Constitutional workarounds raise important questions about the Constitution and constitutional theory. They can occur only if the Constitution is in some sense at war with itself: One part of the text prohibits something, but other parts of the text permit it, and the Constitution itself does not appear to give either part priority over the other. And, to the extent that workarounds occur when there is political pressure to accomplish a goal blocked by parts of the Constitution's text, workarounds place under severe pressure the idea that a constitution is a form of commitment to avoid improvident actions that we are inclined to take because of perhaps passing political considerations: The first bit of text expresses our commitment not to do something in response to immediate political pressures, but the workaround allows us to succumb to those pressures.

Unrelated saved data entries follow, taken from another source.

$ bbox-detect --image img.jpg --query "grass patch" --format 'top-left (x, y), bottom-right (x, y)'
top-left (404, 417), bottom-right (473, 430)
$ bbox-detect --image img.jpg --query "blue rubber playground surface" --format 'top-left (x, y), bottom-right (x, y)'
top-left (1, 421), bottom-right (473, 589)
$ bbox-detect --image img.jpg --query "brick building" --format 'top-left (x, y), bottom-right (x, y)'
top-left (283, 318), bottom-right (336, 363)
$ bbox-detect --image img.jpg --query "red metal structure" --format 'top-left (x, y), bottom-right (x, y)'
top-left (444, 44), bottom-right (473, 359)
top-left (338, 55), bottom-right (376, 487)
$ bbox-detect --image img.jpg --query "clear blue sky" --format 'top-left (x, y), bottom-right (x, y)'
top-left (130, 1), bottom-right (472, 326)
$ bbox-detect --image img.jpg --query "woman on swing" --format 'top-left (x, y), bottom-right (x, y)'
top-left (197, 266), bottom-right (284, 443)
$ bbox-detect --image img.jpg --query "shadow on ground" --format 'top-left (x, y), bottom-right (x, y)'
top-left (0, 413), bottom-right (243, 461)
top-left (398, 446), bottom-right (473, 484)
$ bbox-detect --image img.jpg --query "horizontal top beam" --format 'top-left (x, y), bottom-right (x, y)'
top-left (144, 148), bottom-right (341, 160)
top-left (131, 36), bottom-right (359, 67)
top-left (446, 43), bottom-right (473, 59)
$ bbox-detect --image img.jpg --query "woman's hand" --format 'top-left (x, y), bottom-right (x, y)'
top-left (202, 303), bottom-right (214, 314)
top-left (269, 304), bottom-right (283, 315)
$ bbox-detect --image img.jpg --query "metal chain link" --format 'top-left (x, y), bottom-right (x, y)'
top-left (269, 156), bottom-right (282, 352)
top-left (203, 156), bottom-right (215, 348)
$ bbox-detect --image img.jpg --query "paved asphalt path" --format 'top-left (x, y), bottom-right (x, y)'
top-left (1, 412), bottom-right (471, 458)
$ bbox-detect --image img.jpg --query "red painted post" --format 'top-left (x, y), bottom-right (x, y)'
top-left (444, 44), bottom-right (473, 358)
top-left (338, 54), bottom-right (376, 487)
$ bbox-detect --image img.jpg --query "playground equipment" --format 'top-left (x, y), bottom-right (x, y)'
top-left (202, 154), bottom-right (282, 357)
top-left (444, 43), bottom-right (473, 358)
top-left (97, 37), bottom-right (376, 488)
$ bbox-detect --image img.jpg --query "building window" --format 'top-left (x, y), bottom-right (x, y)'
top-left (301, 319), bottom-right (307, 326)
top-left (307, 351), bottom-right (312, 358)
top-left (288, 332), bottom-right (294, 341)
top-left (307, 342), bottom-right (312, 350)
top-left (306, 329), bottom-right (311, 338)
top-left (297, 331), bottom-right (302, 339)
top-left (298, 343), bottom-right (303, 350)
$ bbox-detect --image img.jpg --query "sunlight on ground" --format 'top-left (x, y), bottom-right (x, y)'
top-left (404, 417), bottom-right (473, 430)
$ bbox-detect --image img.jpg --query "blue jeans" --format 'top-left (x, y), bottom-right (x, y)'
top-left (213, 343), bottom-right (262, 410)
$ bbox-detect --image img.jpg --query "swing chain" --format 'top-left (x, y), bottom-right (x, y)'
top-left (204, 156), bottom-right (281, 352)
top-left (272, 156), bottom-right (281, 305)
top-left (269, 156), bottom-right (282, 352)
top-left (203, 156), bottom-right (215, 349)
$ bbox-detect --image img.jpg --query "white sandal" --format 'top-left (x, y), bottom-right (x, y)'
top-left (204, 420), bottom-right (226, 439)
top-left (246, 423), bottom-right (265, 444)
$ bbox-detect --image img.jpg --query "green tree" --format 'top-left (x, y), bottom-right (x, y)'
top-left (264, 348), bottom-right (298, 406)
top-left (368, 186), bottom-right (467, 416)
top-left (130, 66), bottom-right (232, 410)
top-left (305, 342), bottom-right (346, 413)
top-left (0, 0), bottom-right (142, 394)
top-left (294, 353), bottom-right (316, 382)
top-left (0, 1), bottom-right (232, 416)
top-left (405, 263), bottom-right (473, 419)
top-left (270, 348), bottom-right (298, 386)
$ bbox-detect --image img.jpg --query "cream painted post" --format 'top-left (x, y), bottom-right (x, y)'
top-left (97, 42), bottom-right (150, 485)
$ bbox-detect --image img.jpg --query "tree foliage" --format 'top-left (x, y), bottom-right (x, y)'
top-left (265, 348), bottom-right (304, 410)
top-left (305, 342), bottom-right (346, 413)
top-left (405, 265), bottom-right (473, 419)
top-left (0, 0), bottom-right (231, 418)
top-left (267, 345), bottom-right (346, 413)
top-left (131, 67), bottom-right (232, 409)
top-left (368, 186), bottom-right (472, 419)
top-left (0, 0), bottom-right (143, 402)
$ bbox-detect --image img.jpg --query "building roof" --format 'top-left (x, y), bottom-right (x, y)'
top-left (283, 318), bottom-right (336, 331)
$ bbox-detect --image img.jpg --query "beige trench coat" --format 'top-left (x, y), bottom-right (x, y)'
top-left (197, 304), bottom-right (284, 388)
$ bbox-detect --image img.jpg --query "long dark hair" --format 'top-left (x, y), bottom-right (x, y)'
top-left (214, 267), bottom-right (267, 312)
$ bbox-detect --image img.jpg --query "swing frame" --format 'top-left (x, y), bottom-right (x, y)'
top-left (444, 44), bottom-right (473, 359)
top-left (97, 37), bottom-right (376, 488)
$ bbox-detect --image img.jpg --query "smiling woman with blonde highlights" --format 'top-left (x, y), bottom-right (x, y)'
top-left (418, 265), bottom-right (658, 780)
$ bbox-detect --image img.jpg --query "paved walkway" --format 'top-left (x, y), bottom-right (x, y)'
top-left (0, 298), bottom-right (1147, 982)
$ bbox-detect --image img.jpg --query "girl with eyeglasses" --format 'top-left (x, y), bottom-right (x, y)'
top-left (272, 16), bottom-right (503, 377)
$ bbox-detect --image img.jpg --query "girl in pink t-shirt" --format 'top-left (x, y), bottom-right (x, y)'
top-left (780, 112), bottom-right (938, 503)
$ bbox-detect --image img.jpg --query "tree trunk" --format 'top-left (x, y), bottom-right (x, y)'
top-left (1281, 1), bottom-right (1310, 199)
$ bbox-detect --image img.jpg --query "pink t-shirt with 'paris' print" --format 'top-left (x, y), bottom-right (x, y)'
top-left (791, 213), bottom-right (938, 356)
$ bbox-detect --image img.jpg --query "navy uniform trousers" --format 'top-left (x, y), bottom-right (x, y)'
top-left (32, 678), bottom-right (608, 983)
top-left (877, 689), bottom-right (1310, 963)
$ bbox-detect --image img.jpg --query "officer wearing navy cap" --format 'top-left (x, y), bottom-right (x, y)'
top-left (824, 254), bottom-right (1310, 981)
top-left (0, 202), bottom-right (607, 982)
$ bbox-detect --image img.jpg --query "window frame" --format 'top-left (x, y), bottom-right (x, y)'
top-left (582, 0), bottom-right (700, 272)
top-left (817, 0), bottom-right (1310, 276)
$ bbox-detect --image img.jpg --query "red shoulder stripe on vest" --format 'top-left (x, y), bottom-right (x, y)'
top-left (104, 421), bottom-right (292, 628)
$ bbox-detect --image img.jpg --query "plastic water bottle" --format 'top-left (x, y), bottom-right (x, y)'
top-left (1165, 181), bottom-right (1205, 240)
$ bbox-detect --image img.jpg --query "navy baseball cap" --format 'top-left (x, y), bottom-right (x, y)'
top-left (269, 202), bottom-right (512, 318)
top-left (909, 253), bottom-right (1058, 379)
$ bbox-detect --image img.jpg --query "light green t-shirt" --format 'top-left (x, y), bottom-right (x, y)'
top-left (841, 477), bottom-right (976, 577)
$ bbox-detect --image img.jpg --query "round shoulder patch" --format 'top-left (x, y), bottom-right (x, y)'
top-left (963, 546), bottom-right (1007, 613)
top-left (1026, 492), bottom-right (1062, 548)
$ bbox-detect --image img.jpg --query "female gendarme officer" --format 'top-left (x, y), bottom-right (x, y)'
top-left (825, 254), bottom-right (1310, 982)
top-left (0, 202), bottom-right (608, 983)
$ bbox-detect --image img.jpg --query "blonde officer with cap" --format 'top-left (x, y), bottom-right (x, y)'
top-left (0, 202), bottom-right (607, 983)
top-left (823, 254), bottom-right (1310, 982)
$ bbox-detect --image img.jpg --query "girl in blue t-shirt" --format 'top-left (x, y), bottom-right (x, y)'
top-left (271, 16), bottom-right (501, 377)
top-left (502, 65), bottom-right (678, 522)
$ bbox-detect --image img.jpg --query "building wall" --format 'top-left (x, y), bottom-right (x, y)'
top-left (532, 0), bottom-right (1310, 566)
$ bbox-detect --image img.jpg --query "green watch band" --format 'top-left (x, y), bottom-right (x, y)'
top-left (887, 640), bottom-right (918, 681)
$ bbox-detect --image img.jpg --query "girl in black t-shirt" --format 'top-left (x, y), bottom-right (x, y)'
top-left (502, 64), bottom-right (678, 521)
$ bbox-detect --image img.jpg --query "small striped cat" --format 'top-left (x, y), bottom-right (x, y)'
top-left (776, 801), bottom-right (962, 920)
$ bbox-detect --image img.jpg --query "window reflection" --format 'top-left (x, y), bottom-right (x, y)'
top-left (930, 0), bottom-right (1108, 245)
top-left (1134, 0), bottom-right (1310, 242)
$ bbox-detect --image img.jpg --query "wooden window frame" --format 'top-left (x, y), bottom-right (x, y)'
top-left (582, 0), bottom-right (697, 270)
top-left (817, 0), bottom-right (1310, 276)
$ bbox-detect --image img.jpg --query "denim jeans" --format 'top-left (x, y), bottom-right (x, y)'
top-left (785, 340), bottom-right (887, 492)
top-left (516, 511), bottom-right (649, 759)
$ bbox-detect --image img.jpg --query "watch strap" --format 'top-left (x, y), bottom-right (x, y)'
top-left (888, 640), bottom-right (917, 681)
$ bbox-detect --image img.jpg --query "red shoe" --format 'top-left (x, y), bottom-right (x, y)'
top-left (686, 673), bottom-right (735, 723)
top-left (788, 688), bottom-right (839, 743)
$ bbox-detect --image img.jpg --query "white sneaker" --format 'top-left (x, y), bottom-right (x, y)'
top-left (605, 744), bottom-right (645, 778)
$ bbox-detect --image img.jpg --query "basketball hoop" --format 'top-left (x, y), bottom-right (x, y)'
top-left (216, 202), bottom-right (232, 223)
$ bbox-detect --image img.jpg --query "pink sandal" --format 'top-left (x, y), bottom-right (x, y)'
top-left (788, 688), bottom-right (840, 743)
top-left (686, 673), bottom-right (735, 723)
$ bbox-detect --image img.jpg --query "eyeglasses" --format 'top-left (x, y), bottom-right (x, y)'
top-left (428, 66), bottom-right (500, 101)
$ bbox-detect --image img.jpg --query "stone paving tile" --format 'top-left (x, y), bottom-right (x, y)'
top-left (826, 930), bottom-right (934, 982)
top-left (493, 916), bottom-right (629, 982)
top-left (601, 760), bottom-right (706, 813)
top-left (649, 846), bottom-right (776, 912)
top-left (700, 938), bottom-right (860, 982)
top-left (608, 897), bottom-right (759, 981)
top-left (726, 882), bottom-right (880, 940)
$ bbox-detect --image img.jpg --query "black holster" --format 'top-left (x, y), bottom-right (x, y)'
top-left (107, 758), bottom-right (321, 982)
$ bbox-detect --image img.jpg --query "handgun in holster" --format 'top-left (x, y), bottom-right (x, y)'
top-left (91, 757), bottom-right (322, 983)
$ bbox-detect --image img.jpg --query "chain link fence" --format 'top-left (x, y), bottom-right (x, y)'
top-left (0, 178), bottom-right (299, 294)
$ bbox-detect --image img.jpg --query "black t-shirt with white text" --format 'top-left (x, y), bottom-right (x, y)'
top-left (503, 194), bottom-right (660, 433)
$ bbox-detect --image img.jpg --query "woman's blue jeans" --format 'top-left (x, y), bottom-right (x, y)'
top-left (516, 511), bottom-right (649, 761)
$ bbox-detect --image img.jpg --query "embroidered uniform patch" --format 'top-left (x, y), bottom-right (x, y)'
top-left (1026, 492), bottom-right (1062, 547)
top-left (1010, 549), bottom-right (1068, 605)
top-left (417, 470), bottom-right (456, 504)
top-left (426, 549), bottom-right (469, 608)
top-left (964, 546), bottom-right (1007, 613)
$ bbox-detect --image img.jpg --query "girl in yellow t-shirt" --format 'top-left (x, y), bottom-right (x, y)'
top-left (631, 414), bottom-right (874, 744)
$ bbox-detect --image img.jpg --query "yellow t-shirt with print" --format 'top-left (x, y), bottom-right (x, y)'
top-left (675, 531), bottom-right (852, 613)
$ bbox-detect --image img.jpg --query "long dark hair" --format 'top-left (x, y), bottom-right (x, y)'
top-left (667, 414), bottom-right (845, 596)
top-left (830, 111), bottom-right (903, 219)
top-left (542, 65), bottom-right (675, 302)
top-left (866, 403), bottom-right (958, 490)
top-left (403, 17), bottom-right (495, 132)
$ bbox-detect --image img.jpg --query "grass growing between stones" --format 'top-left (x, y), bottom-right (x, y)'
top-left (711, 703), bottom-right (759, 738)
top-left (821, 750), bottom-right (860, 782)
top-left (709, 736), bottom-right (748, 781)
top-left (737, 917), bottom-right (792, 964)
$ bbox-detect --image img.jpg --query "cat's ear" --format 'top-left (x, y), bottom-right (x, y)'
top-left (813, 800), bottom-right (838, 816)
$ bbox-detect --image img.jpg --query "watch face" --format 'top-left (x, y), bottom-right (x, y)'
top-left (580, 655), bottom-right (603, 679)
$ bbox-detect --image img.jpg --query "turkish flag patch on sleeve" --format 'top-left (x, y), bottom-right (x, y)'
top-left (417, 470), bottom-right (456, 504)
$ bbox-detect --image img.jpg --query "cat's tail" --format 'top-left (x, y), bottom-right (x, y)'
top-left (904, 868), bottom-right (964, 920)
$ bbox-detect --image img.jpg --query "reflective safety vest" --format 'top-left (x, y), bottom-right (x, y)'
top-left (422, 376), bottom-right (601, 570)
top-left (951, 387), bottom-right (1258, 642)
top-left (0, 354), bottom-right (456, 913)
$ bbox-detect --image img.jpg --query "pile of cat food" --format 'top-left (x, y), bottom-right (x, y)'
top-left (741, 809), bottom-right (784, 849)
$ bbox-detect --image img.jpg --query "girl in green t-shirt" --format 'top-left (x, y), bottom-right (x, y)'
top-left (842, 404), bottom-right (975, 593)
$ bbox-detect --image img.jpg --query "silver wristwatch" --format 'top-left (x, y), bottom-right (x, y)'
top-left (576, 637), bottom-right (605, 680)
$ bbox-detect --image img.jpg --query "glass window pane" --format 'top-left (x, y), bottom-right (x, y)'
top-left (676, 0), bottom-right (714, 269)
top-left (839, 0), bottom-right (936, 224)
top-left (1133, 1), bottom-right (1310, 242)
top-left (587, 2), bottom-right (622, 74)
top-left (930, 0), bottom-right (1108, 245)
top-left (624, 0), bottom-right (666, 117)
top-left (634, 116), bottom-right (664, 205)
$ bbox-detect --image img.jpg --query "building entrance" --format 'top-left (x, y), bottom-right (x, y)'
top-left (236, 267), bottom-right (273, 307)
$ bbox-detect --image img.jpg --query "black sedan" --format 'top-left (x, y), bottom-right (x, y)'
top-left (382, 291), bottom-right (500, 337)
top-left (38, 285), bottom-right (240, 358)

The Essay offers a simple classification of workarounds - true, fraudulent, and contested - and then discusses the prerequisites for workarounds, which include general agreement that the constitutional texts obstructing action no longer make much sense and, perhaps related to the existence of such agreement, some substantial degree of bipartisan agreement that using the workaround is constitutionally appropriate. The Essay concludes with some thoughts about the implications of workarounds for constitutional theory.
And from the text:
In 1992, after several years of negotiating, the political leaders of the United States, Canada, and Mexico signed the North American Free Trade Agreement (NAFTA).15 To go into effect the agreement had to be adopted as law by each nation pursuant to its own constitutionally mandated procedures. President Bill Clinton supported the agreement, but many in his own party did not. President Clinton sought to temper disagreement about NAFTA by negotiating additional agreements about labor rights and environmental protection. Even with those side agreements, though, the president could not be sure that he could find enough votes in the Senate to ratify the agreement as a treaty. He therefore chose to submit the agreement as a statute to be enacted by ordinary majorities in the House and the Senate. By making the agreement an important part of his political agenda, the president was able to secure its adoption in November 1993, by a narrow majority in the House and by a vote of 61-38 in the Senate, short of the two-thirds majority required for the adoption of a treaty. Constitutional scholars differed over whether NAFTA was adopted in a constitutionally permissible manner, with some taking the position that international obligations with such extensive scope had to be adopted as treaties.16 Notwithstanding these doubts, by 2009 NAFTA and its legal status were clearly settled. Voilá: An international obligation undertaken by statute rather than treaty.
And:
The thick Constitution consists of the organizational details such as the Emoluments and Origination Clauses. These provisions set up and regulate the national government and, though they do rest on policy judgments about how a good government is best organize, they do not reflect deep commitments of political philosophy and theory – or, perhaps more precisely, they reflect judgments about political philosophy and theory that could readily be satisfied by other organizational choices.32 The thin Constitution, in contrast, consists of constitutional provisions that do directly reflect such deep commitments, implementing the commitments truly basic to the Constitution.33 The distinction has bite in the present context because working around the thin Constitution’s provisions might be worrisome in a way that working around the thick Constitution’s provisions. It is not the purpose or motive that leads to concern about workarounds, but rather their target.